# Visa for Non EU to follow partner EU



## khivishta (Mar 8, 2018)

I am from Mauritius . My boyfriend is Italian . We are both studying currently in Nanjing China . Afterwards my boyfriend wants to study his masters in Germany . We both want to move together there .

I would like to ask what are the requirements for me to obtain a visa there and what are the procedures to obtain the visa? Also what type of Visa can I get?


----------



## Bevdeforges (Nov 16, 2007)

It depends on the country, but since you mention Germany specifically you need to know that Germany doesn't recognize boyfriend-girlfriend arrangements unless they are formalized (i.e. unless you're married).

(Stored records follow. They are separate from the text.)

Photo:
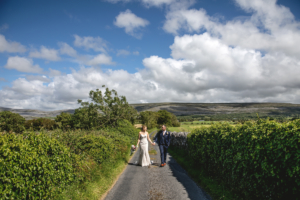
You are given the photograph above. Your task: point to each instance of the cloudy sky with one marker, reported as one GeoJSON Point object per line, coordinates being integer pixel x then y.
{"type": "Point", "coordinates": [54, 52]}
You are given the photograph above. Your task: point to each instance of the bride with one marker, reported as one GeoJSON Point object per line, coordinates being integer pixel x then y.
{"type": "Point", "coordinates": [144, 158]}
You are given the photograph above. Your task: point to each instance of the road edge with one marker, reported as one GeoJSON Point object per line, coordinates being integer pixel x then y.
{"type": "Point", "coordinates": [117, 178]}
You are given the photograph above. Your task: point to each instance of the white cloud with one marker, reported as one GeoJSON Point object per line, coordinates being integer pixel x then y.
{"type": "Point", "coordinates": [11, 47]}
{"type": "Point", "coordinates": [136, 53]}
{"type": "Point", "coordinates": [100, 59]}
{"type": "Point", "coordinates": [22, 64]}
{"type": "Point", "coordinates": [117, 1]}
{"type": "Point", "coordinates": [4, 27]}
{"type": "Point", "coordinates": [38, 78]}
{"type": "Point", "coordinates": [131, 23]}
{"type": "Point", "coordinates": [67, 49]}
{"type": "Point", "coordinates": [45, 53]}
{"type": "Point", "coordinates": [157, 3]}
{"type": "Point", "coordinates": [219, 62]}
{"type": "Point", "coordinates": [95, 43]}
{"type": "Point", "coordinates": [2, 79]}
{"type": "Point", "coordinates": [271, 27]}
{"type": "Point", "coordinates": [123, 52]}
{"type": "Point", "coordinates": [54, 72]}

I'm not sure about any "civil partnership" but it would have to be a legally valid status rather than just a "de facto" relationship.

Cheers,
Bev


----------



## khivishta (Mar 8, 2018)

what about other European countries?


----------



## Bevdeforges (Nov 16, 2007)

In very general terms, if you are married to an EU national, there is a provision where you can "join" your European spouse in any EU country other than his or her country of nationality simply by legally entering the country (on a Schengen or tourist visa) and then registering to obtain a residence permit as the spouse of an EU national.

In your spouse's country of origin, you need to go through the process to obtain a spouse visa, whatever that is in that country.

If you are a not-married couple, but you have a formal civil union arrangement, it may be possible to use the simplified process (as for a spouse) in order to get a residence permit. It kind of depends on whether the country you're going to has its own form of civil union (in which case they usually will recognize a documented civil union from elsewhere - though they may want proof that the union is recognized by the EU partner's country of origin.

If you don't have a documented civil union, you're kind of on your own, which means that the non-EU partner would have to qualify for a visa on their own merits.
Cheers,
Bev


----------



## ALKB (Jan 20, 2012)

khivishta said:


> what about other European countries?


You'd have to go through the requirements country-by-country. There are not that many that recognise unmarried couples for immigration purposes.

The UK requires 2 years of documented cohabitation with shared financial responsibilities, etc. 

France wants a minimum of 5 years of cohabitation.

I think (but haven't checked right now, please google) the Netherlands and/or Belgium might accept unmarried couples but I don't know what kind of proof they require.


----------



## ALKB (Jan 20, 2012)

khivishta said:


> I am from Mauritius . My boyfriend is Italian . We are both studying currently in Nanjing China . Afterwards my boyfriend wants to study his masters in Germany . We both want to move together there .
> 
> I would like to ask what are the requirements for me to obtain a visa there and what are the procedures to obtain the visa? Also what type of Visa can I get?


Unless you are married, you would have to qualify for a visa in your own right: employment or student.


----------